We are delighted to inaugurate our New Books series with a talk by the author of a new book on Hawksmoor and his myths.

New Books is a series of events engaging with important new books in the history, theory and cultural contexts of architecture.

From the Shadows: The Architecture and Afterlife of Nicholas Hawksmoor

Owen Hopkins introduces his new book, From the Shadows: The Architecture and Afterlife of Nicholas Hawksmoor (Reaktion, 2015) – a lively and detailed history of Hawksmoor’s work and, pivotally, the ways it has been seen by a variety of observers over the nearly three centuries since his death. 

Charting Hawksmoor’s career and the decline of his reputation, the book offers fresh interpretations of many of his famous works – notably his three East End churches – and shows how over their history Hawksmoor’s buildings have been ignored, abused, altered, recovered and celebrated. The second half focuses on, as Hawksmoor returned to prominence during the twentieth century, his work caught the eye of observers as diverse as T. S. Eliot, James Stirling, Robert Venturi and, most famously, Peter Ackroyd, whose novel Hawksmoor (1985) popularized the mythical association of his work with the occult.

Owen’s talk will be followed by a response from Professor Barry Curtis, Royal College of Art.

Owen Hopkins is a writer, historian and curator of architecture. He is Architecture Programme Curator at the Royal Academy of Arts where he mounts regular series of events, lectures, discussions and exhibitions on architecture and related subjects. Among the events seasons he has curated are ‘Future Memory, ‘The Future of Housing’ and ‘Architecture and Freedom’. Exhibitions he has curated or co-curated include Re-creating Tatlin’s Tower (2011), Nicholas Hawksmoor: Architect of the Imagination (2012), 100 Buildings 100 Years: Views of British Architecture since 1914 (2014) and Four Visions for the Future of Housing (2015).
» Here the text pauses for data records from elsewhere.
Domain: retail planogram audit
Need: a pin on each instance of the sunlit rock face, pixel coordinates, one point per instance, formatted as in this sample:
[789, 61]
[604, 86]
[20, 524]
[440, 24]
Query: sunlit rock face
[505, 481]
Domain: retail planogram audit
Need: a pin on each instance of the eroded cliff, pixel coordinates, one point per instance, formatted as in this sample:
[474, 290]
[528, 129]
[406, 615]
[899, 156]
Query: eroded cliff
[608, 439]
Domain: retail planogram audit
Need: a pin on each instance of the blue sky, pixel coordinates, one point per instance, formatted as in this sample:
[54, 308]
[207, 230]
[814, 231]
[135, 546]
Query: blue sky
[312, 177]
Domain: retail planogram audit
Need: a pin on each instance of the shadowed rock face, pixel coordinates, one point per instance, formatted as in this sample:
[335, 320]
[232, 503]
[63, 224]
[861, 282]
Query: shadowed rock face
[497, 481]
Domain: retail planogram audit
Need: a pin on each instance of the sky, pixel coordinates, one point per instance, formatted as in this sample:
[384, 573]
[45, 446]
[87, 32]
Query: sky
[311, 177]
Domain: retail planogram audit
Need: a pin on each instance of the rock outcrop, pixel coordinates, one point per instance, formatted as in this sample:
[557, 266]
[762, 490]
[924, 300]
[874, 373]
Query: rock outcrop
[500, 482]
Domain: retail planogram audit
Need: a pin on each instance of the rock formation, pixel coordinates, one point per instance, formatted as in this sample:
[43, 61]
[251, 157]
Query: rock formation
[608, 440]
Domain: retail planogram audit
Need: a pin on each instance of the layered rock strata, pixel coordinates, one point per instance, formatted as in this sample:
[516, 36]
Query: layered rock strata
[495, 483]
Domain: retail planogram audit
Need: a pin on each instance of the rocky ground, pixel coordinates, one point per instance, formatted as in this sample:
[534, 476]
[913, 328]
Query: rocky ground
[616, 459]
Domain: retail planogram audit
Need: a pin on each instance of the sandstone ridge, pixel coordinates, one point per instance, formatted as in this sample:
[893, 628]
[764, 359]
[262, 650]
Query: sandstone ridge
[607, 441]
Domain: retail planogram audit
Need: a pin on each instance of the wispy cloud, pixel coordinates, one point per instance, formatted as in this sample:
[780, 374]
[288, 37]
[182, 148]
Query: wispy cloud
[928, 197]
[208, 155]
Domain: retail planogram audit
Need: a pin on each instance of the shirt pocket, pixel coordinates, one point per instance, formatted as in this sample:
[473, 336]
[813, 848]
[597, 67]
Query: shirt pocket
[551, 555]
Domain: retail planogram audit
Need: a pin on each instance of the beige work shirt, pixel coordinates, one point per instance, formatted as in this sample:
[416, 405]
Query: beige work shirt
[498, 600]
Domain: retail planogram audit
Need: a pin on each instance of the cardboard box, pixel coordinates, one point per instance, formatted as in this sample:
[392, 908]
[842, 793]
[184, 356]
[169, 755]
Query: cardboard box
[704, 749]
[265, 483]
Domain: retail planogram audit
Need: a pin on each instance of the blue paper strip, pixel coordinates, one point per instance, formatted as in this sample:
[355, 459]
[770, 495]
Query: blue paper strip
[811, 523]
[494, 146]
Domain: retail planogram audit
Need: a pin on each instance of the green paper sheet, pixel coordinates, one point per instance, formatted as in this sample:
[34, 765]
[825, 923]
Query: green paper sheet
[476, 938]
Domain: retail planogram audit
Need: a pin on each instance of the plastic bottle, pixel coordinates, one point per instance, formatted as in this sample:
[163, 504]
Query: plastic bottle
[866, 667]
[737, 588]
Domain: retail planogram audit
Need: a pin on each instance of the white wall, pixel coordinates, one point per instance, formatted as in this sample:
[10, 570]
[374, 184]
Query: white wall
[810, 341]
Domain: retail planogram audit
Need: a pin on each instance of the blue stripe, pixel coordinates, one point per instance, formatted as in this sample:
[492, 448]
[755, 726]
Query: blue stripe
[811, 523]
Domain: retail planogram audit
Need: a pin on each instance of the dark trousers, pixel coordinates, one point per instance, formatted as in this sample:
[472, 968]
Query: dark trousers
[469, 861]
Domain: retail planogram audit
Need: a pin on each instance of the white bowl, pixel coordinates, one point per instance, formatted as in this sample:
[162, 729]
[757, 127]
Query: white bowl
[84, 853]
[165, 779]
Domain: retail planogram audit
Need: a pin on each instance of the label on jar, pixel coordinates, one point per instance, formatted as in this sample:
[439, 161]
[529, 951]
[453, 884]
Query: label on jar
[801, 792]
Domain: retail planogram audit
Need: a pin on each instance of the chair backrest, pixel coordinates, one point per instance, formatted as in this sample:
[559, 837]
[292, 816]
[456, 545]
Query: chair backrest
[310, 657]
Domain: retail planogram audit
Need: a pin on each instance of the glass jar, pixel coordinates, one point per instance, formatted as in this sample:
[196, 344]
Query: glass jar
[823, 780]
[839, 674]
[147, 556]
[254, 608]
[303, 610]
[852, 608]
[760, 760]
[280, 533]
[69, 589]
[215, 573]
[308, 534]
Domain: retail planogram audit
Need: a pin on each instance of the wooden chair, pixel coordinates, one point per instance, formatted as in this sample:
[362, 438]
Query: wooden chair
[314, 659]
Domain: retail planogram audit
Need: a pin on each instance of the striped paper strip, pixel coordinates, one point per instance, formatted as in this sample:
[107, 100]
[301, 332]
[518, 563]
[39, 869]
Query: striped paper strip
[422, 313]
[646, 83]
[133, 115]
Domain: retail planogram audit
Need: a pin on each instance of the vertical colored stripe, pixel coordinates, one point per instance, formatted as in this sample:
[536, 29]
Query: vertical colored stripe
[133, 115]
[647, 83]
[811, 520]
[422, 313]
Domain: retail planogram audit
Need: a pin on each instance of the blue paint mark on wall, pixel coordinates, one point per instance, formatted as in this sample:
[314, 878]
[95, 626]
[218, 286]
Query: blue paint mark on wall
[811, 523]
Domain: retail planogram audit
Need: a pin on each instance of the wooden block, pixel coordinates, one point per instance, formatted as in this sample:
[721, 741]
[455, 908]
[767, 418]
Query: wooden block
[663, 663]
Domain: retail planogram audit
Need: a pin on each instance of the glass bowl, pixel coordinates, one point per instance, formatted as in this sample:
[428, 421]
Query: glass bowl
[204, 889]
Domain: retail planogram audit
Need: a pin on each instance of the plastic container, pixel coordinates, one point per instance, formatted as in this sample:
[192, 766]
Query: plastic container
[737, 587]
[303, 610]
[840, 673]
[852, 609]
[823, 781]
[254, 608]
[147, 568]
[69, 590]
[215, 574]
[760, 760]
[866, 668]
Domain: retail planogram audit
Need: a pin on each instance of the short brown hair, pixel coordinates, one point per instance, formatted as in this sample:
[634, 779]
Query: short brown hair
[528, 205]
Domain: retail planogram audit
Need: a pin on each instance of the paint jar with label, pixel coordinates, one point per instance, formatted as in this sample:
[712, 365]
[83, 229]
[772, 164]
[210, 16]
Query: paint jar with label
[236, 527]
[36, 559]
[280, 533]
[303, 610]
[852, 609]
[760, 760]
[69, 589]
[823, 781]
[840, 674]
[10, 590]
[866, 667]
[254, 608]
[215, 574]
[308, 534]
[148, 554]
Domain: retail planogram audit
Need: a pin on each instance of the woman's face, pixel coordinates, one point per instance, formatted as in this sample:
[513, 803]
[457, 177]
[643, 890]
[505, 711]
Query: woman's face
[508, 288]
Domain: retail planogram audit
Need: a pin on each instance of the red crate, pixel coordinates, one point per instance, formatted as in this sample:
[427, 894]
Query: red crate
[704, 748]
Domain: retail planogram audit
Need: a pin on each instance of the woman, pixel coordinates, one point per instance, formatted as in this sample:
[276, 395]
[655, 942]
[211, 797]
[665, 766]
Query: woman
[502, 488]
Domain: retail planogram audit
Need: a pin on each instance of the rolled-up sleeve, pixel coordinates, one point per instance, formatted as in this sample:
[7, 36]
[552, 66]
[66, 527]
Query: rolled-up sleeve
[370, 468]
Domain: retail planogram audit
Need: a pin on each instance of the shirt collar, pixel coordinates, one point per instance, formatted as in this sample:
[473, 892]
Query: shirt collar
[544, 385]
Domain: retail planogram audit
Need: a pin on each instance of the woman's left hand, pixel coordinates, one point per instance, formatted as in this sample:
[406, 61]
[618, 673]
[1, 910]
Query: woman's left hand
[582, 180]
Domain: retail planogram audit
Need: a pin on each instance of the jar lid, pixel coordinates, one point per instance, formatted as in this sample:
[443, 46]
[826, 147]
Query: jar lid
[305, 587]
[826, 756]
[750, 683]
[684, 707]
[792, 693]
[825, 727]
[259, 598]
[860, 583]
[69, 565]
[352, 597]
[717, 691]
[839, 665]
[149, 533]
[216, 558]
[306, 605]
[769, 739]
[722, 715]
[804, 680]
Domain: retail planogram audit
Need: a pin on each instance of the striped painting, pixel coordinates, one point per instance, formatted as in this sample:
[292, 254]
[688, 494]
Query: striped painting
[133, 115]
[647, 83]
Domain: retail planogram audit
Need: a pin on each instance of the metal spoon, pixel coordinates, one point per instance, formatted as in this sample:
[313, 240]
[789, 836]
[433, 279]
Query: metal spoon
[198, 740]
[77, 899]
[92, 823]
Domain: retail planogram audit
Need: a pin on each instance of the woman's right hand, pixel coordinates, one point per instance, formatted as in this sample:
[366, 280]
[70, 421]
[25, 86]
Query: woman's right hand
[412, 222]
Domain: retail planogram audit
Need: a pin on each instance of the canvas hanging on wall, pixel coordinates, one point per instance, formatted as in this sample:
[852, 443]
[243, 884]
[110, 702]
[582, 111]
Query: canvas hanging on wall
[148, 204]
He has written widely on architecture for publications such as the Burlington Magazine, The Architectural Review, Apollo, Dezeen, RA Magazine, C20 Magazine, Spitalfields Life, the Oxonian Review, the Architects’ Journal and Building Design. His academic research is principally concerned with aspects of seventeenth- and eighteenth-century British architecture, on which he has published scholarly articles. He is author of Reading Architecture: A Visual Lexicon (Laurence King, 2012), Architectural Styles: A Visual Guide (Laurence King, 2014), From the Shadows: The Architecture and Afterlife of Nicholas Hawksmoor (Reaktion, 2015) and Mavericks: Breaking the Mould of British Architecture (Royal Academy Publications, 2016). He regularly leads a variety of walking tours of London architecture.